Acceptance and Commitment Therapy (ACT): New research has explored the effectiveness of combining Acceptance & Commitment Therapy (ACT) with Exposure and Response Prevention (ERP) for a comprehensive approach to treating OCD. ACT teaches you to experience unwanted thoughts, feelings, and sensations without trying to control or eliminate them.

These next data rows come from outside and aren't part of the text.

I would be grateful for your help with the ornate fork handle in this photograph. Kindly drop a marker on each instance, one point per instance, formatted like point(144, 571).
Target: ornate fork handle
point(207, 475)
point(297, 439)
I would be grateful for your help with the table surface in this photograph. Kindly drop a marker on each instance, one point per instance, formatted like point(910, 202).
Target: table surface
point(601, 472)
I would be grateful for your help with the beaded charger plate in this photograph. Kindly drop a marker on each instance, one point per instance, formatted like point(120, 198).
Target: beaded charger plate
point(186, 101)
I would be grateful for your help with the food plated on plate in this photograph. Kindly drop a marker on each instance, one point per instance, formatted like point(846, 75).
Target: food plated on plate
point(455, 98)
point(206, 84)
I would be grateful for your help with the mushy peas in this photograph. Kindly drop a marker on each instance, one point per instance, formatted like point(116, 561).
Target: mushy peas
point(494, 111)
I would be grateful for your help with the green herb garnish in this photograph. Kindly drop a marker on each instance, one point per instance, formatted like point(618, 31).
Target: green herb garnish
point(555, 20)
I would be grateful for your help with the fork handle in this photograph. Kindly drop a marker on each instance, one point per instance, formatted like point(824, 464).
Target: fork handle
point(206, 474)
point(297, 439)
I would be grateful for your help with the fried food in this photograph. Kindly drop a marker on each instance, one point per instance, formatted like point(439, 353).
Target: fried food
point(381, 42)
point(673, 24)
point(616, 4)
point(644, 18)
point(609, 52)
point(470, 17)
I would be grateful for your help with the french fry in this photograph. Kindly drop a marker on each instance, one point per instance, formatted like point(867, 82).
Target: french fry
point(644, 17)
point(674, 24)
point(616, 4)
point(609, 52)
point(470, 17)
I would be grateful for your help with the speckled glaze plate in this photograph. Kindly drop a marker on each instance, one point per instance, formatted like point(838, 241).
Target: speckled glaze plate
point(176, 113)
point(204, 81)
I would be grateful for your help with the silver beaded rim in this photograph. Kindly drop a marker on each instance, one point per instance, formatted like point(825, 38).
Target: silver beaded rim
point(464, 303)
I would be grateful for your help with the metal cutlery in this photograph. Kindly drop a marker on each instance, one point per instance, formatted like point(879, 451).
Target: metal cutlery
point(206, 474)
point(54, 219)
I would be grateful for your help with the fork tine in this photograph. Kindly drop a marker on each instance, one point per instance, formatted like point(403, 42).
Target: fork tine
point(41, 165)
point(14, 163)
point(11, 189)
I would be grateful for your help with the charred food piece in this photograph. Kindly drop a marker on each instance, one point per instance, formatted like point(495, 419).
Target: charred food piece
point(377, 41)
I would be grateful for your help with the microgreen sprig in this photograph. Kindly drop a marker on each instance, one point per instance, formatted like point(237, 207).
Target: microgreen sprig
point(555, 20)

This approach helps those with OCD gain greater psychological flexibility, allowing obsessive thoughts to be viewed as “just thoughts” rather than actual threats that need a response.
ACT focuses on developing psychological flexibility through:
- Mindfulness: Being present and aware of your thoughts and feelings
- Willingness: Accepting the presence of unwanted thoughts and feelings without resistance
- Acceptance: Embracing thoughts and emotions as they are, rather than trying to change or avoid them
As a result, individuals learn to accept the presence of emotions and uncertainty associated with their intrusive thoughts. This leads to an ability to refrain from performing compulsions, enabling them to live a more productive life aligned with their values. Combining ACT with ERP provides a holistic and effective approach to managing OCD.